”Gay men are icky and that’s what our audience would think.”
At least, that’s the response Jen Christensen, 36, says she got from a former editor in Charlotte, N.C., after suggesting a story about the Red Cross’ ban on gay men donating blood in the aftermath of the Sept. 11, 2001, terrorist attacks.
”I worked out my contract and did a good job and didn’t really talk about my life at work,” the Chicago native says. ”Which is really sad, because it’s hard when you can’t be who you are at work. I would have stayed there a lot longer, because I ran the investigative unit there and I really enjoyed my job. But it actually all worked out really well because I absolutely love where I work now.”
Few in her shoes would complain.
Christensen currently works for CNN out of Atlanta as a producer for the network’s documentary and investigative units, and says she is ”totally and completely” out at work.
CNN is paying for Christensen to attend the NLGJA convention. The company has also encouraged her participation as an NLGJA board member.
”My company is great in that case,” says Christensen. ”I think it benefits CNN, too, to have diversity and high visibility in leadership positions supporting a journalist organization.”
When speaking with Metro Weekly, Christensen was in her hometown, Chicago, working on a documentary about presumed Democratic presidential candidate, Sen. Barack Obama (Ill.).
”It’s the best job I’ve ever had in my life,” she says. ”I get to travel the world, and interview Barack Obama. It’s a dream.”
Before landing her dream job at CNN, Christensen studied economics and foreign policy at the London School of Economics and Political Science. In 1994, she earned a bachelor’s degree from Butler University in Indianapolis with a double major in TV/radio and history/political science, along with a minor in gender studies. In 1996, she attended her first NLGJA convention in Miami.
”I was intimidated,” she says. ”I’ll admit it. It was a lot of big-name people, [yet] people were pretty friendly and were willing to talk to a kid from Indianapolis who had just started on her job, and I will always be grateful for that. It’s so nice to be yourself with people who care about the same journalism issues that you care about.”

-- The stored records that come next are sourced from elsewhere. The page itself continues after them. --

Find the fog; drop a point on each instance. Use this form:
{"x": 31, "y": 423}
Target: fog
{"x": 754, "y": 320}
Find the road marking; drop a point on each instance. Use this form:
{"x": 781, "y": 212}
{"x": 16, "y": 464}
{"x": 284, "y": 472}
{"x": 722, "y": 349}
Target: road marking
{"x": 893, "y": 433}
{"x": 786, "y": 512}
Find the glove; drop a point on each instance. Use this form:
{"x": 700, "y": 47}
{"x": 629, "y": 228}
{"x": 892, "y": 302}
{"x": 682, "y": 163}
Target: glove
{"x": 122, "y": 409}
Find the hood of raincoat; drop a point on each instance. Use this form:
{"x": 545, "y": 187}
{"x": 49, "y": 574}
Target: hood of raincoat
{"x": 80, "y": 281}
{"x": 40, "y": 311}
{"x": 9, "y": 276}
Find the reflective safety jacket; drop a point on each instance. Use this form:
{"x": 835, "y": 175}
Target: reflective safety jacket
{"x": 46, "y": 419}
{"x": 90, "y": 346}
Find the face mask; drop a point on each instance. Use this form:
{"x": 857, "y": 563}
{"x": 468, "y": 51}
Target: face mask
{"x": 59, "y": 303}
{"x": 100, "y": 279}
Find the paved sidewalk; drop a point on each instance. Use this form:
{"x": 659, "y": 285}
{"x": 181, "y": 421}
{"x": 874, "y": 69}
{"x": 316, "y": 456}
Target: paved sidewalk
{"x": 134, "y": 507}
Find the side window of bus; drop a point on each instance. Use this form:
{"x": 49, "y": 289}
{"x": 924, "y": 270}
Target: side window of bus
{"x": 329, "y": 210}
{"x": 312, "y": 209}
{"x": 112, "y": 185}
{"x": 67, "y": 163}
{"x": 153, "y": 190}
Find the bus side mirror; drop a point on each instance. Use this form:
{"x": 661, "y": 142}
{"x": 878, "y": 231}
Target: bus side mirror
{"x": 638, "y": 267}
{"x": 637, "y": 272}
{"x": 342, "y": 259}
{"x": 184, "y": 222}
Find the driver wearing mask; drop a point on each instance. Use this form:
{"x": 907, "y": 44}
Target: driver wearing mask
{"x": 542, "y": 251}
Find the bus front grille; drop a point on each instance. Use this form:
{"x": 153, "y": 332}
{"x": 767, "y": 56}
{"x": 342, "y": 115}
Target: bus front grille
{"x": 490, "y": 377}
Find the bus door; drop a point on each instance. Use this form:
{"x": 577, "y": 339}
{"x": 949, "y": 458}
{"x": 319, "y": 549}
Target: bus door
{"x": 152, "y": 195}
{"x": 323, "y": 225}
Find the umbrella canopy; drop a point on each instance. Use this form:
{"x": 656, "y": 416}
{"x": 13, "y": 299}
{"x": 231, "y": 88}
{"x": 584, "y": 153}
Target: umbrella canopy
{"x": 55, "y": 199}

To help make that possible for GLBT journalists and students who cannot afford the convention, Christensen works with the NLGJA’s scholarship program, a committee that awards scholarships to help members pay for the convention. She also launched the mentorship program a few years ago.
”I developed it for the organization to pair up professionals in major markets with other professionals, be they mid-career or wanting to change from print to online or just to have someone outside of your office to talk about how to navigate office politics.”
With the upcoming convention in Washington, Christensen says that while the areas she works on with NLGJA, such as mentoring, are a big part of the conclave, sometimes it’s just about socializing.
”A lot of people get jobs and networking connections [at the conventions],” she says. ”I haven’t had a chance to get a job through NLJGA, but I’ve met girlfriends and lots of wonderful people in my life.”
That includes Christensen’s partner, Holly Crenshaw, an NLGJA member who works for the Atlanta Journal-Constitution. The pair met in 2000.
”She was the [NLGJA] Georgia-chapter president and I was the Kentucky-chapter president. We met at a leadership meeting,” she says. ”That’s the whole reason I came down to Atlanta. It was to be with her. So you can find professional development, and love.”